Even FBI Director Robert Mueller, following disclosure that the U.S. had a spy in al-Qaida's Yemenese affiliate, said, "Leaks such as this threaten ongoing operations, puts at risk the lives of sources, makes it much more difficult to recruit sources and damages our relationships with our foreign partners."
Despite the Obama campaign's dismissal of the OPSEC video, Attorney General Eric Holder has directed two U.S. attorneys to investigate some of the leaks that are discussed in the documentary.

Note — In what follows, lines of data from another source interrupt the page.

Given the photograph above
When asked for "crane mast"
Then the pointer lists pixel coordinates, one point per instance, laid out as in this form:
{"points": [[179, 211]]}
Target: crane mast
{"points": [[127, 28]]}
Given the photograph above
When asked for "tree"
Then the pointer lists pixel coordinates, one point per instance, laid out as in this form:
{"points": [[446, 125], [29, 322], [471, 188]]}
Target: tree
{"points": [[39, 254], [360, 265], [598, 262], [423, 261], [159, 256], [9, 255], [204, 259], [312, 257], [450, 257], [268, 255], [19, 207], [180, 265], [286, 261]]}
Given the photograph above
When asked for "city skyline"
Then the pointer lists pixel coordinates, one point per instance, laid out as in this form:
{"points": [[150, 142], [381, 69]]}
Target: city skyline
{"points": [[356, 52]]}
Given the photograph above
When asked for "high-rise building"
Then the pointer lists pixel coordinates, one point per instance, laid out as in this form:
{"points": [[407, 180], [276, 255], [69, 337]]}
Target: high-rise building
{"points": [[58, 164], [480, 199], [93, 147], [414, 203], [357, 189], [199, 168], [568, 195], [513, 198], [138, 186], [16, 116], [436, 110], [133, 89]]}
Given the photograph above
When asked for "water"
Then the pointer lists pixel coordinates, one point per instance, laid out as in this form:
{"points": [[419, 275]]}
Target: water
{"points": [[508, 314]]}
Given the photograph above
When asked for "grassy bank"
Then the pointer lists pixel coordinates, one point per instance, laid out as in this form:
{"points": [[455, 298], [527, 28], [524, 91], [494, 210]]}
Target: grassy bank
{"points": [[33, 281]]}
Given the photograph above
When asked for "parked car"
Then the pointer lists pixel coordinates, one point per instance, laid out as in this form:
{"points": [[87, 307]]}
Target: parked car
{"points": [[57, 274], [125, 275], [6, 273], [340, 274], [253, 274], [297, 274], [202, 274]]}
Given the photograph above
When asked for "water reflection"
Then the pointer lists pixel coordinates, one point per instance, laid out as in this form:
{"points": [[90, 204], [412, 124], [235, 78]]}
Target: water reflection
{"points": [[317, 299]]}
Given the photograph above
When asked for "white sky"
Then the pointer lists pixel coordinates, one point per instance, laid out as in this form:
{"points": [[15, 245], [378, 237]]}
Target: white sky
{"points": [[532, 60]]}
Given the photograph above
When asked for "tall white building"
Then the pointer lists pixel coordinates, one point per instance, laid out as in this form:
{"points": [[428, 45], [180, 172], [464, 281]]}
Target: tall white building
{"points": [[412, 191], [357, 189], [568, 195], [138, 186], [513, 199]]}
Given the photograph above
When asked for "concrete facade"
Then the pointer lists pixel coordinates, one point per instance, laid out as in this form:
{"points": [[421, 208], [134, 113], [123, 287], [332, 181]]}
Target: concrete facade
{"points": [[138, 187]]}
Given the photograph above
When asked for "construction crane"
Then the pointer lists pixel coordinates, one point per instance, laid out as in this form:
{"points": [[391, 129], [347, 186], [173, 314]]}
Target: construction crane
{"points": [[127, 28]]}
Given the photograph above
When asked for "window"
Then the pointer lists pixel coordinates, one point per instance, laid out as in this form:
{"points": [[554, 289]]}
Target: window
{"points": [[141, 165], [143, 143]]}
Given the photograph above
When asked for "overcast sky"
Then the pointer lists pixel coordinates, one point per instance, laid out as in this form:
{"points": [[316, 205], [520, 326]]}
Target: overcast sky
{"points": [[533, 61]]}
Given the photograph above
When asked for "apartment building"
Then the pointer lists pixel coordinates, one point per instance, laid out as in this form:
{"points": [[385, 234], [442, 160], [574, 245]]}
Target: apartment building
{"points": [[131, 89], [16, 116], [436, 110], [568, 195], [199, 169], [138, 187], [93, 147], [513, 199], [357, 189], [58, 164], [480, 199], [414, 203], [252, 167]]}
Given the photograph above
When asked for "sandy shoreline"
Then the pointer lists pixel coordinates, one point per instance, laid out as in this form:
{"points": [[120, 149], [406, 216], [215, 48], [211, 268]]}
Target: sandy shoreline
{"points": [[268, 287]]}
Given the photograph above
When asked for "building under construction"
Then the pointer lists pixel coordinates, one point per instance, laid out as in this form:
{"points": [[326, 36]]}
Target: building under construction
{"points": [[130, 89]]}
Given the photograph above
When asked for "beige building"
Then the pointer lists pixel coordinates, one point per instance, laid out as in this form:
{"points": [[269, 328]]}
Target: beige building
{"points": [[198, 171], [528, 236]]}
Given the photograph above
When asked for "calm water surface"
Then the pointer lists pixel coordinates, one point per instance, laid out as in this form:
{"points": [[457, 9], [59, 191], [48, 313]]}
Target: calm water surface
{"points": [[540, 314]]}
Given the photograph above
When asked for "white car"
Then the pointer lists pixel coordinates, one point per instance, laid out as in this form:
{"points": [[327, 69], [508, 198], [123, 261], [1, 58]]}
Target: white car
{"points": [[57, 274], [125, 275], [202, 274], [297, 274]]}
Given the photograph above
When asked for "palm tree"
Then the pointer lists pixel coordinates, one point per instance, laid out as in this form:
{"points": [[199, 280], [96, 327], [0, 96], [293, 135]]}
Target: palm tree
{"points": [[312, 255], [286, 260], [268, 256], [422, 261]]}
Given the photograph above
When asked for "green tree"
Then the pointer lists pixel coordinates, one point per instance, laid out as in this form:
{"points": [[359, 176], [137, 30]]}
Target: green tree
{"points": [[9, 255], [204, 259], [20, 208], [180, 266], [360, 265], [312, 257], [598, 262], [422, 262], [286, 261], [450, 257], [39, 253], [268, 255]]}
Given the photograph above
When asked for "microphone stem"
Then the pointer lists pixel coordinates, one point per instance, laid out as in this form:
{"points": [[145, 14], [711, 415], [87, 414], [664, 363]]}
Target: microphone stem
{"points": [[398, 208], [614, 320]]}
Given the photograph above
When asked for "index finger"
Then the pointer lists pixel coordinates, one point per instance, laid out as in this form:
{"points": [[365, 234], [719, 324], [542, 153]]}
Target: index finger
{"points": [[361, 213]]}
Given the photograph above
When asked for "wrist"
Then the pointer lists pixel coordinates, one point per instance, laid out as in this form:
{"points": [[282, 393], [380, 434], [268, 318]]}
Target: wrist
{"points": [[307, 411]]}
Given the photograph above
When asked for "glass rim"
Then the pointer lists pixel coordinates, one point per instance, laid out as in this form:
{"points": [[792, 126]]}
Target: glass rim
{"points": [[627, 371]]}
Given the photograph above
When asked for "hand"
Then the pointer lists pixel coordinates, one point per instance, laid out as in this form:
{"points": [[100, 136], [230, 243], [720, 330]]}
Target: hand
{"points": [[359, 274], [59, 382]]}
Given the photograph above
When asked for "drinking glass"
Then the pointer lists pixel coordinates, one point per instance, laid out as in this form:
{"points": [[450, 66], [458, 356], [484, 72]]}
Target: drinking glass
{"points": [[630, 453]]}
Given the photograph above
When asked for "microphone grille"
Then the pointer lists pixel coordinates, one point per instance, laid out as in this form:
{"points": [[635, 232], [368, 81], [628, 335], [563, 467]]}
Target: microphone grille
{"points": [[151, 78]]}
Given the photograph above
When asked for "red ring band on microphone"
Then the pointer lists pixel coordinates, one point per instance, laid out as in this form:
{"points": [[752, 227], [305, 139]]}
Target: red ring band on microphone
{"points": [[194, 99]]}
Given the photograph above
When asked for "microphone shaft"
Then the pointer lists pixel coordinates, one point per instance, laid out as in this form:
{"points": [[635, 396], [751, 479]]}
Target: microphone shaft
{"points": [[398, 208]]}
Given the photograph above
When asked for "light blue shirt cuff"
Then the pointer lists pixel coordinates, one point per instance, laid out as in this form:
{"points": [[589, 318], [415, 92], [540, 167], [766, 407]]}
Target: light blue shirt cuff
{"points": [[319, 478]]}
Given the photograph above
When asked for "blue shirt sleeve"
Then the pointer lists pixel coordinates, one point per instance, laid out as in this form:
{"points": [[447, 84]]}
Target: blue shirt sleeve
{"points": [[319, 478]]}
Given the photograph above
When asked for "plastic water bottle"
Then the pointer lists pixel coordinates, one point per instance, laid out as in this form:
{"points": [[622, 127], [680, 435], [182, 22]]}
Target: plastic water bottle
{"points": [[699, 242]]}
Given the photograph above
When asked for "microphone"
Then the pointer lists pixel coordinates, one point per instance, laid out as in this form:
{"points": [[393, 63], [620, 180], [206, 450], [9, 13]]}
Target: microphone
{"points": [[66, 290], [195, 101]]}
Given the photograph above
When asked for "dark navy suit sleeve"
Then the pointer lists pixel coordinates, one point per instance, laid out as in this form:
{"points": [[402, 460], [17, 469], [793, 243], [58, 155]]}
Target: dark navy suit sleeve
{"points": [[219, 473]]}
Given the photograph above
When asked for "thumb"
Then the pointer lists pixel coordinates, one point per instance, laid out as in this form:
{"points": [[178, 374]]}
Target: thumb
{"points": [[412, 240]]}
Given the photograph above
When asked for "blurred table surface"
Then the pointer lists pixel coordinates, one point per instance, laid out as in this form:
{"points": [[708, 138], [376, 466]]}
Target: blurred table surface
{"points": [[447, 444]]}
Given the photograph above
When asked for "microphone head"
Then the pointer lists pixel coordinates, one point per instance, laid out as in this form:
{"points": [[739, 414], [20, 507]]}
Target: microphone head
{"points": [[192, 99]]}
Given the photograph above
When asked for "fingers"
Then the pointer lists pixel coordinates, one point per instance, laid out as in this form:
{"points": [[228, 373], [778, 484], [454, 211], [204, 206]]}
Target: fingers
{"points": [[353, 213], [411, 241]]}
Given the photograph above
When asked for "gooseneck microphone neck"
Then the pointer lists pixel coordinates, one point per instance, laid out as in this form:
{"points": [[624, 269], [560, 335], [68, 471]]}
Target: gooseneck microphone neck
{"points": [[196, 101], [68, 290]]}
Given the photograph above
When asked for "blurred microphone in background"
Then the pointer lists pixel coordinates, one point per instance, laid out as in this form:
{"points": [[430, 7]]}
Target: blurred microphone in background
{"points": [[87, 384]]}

Chad Kolton, a representative of OPSEC, says his organization isn't stopping with just the video. Kolton told the Wall Street Journal that OPSEC has raised close to $1 million for television ads that will run in six battleground states – now identified as Virginia, Florida, Ohio, Colorado, North Carolina and Nevada – later this summer.
OPSEC is seeking others to "join the mission" to "stop the politicians, President Obama and others, from politically capitalizing on U.S. national security operations and secrets." The OPSEC education fund is registered as a nonprofit social welfare group, not a political action committee, which means it doesn't have to disclose its donors and donations are not tax deductible.